EPSRC-EPCC (Edinburgh Parallel Computing Centre, UK) within the FPGA High Performance Computing Alliance (FHPCA) will evaluate porting efforts and the ratio of performance versus power consumption of PRACE benchmarks on their “Maxwell” FPGA prototype supercomputer.

ETHZ-CSCS (Swiss National Supercomputing Centre, Switzerland) will study new parallel programming paradigms like the Partitioned Global Address Space (PGAS) programming approaches (Co-Array Fortran, UPC) and the upcoming DARPA High Productivity Computer System (HPCS) language (like Cray’s Chapel) on a 3328 cores Cray XT3 system.

FZJ (Forschungszentrum Jülich, Germany) will provide a power efficient special-purpose architecture called eQPACE for lattice Quantum Chromodynamics (QCD). This 25.6 TFlop/s peak performance prototype is based on IBM PowerXCell 8i processors and a custom 3d-torus interconnect implemented within FPGAs supporting presently only nearest-neighbor communication. One of the main goals will be to extend the concept to general all-to-all communication.

GENCI-CEA (Commissariat à l’Energie Atomique, France) offers a hybrid system composed by nVIDIA Tesla S1070 coupled with BULL Novascale R425 systems. The purpose of this prototype will be to evaluate different programming environments like CUDA, HMPP (from CAPS Entreprise), OpenCL and the GPU aware version of Allinea’s DDT debugger.

BAdW-LRZ (Leibniz Supercomputing Centre, Germany) will assess the productivity of the new data stream parallel programming language RapidMind  on x86 multicore systems and multiple accelerators (nVIDIA and AMD/ATI GPUs, IBM Cell and Intel Larrabee).

BAdW-LRZ and GENCI-CINES (Centre Informatique National de l’Enseignement Supérieur, France) will install a joint prototype in Garching and Montpellier based on SGI thin nodes (ICE system) and fat nodes (UltraViolet) coupled with Clearspeed (e710 boards) and Intel Larrabee GPUs. The two partners are planning to evaluate novel hardware (Intel Nehalem-EP/EX processors, NUMAlink5 and 4X QDR Infiniband networks, Clearspeed accelerators and Intel Larrabee manycore GPUs) as well as software components (Lustre filesystem) on synthetic benchmarks and real applications.

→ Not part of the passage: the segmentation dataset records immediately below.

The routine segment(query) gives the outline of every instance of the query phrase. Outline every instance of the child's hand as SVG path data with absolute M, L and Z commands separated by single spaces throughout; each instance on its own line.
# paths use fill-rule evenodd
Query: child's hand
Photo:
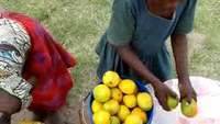
M 177 94 L 162 82 L 157 83 L 157 86 L 154 87 L 154 90 L 158 103 L 162 105 L 162 108 L 166 111 L 170 111 L 170 109 L 167 105 L 167 98 L 168 97 L 176 98 Z
M 186 99 L 189 103 L 191 102 L 191 99 L 197 101 L 197 94 L 194 88 L 191 87 L 191 83 L 188 82 L 179 82 L 179 92 L 180 92 L 180 101 L 183 99 Z
M 18 98 L 0 89 L 0 112 L 11 115 L 20 111 L 20 108 L 21 102 Z

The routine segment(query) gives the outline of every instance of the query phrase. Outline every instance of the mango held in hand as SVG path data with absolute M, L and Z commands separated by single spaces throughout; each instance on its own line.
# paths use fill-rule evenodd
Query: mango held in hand
M 134 108 L 131 113 L 140 116 L 142 119 L 143 123 L 146 124 L 146 122 L 147 122 L 146 112 L 144 112 L 140 108 Z
M 98 84 L 94 89 L 94 98 L 98 102 L 107 102 L 111 97 L 111 90 L 106 84 Z
M 140 116 L 135 114 L 130 114 L 124 121 L 124 124 L 143 124 L 143 121 Z
M 133 80 L 124 79 L 119 83 L 119 89 L 125 94 L 133 94 L 138 88 Z
M 117 114 L 119 111 L 119 108 L 120 108 L 119 102 L 116 100 L 109 100 L 108 102 L 103 104 L 103 109 L 108 111 L 111 115 Z
M 176 106 L 178 105 L 178 99 L 174 98 L 174 97 L 168 97 L 167 99 L 167 105 L 170 110 L 176 109 Z
M 153 100 L 150 93 L 141 92 L 138 94 L 138 104 L 144 111 L 150 111 L 153 106 Z
M 111 115 L 107 111 L 98 111 L 97 113 L 94 114 L 94 123 L 95 124 L 110 124 Z
M 121 81 L 121 78 L 114 71 L 107 71 L 102 77 L 102 81 L 109 88 L 114 88 L 119 84 L 119 82 Z
M 194 117 L 197 114 L 197 103 L 193 99 L 190 103 L 186 100 L 182 101 L 182 113 L 187 117 Z

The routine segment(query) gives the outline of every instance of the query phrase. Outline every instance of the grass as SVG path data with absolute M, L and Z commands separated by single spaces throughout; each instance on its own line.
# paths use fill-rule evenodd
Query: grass
M 1 0 L 9 10 L 38 19 L 72 52 L 78 65 L 73 75 L 76 84 L 70 98 L 96 82 L 98 57 L 95 46 L 106 30 L 112 0 Z M 206 36 L 202 48 L 193 53 L 190 71 L 220 79 L 220 1 L 198 0 L 195 31 Z
M 190 59 L 193 75 L 220 79 L 220 1 L 198 0 L 196 32 L 206 36 L 202 47 Z

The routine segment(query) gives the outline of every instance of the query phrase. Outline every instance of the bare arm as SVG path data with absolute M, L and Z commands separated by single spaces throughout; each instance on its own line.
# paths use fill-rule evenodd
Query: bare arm
M 196 92 L 191 87 L 188 74 L 188 44 L 187 36 L 185 34 L 172 35 L 172 47 L 176 64 L 176 71 L 179 81 L 179 90 L 182 100 L 187 99 L 190 102 L 191 99 L 196 100 Z
M 120 57 L 132 68 L 134 71 L 140 75 L 144 80 L 150 82 L 153 87 L 156 87 L 157 83 L 161 83 L 160 79 L 156 78 L 148 69 L 143 65 L 133 49 L 129 46 L 119 46 L 117 50 Z

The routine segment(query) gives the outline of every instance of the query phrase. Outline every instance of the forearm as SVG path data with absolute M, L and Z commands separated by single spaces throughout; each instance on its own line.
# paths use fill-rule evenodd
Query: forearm
M 188 44 L 186 35 L 172 35 L 172 47 L 179 82 L 189 82 Z
M 139 76 L 150 82 L 153 87 L 156 87 L 161 82 L 161 80 L 156 78 L 140 60 L 140 58 L 129 45 L 117 47 L 117 50 L 122 60 L 128 64 Z

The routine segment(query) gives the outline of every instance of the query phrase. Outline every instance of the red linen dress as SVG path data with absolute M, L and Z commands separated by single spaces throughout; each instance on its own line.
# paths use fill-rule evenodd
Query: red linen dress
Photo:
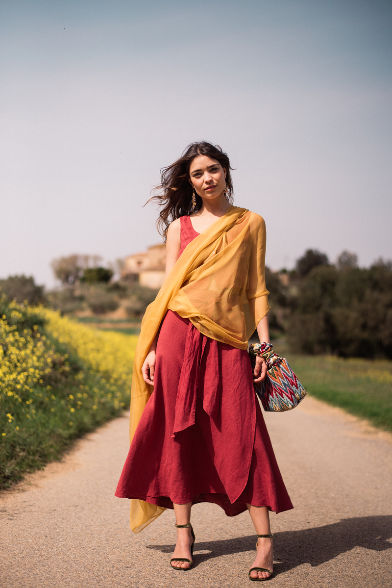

NCF-SARA (Stichting Academisch Rekencentrum Amsterdam, Netherlands) will install a compact hybrid system composed by 12 standard Intel compute nodes coupled with 12 ClearSpeed CATS 700 units primarily dedicated to the evaluation of large-scale applications (astrophysics, iterative solvers, geophysics and image analysis). Comparisons with GPU based versions of some applications are planed as well as collaboration with the joint BAdW-LRZ / GENCI-CINES prototype.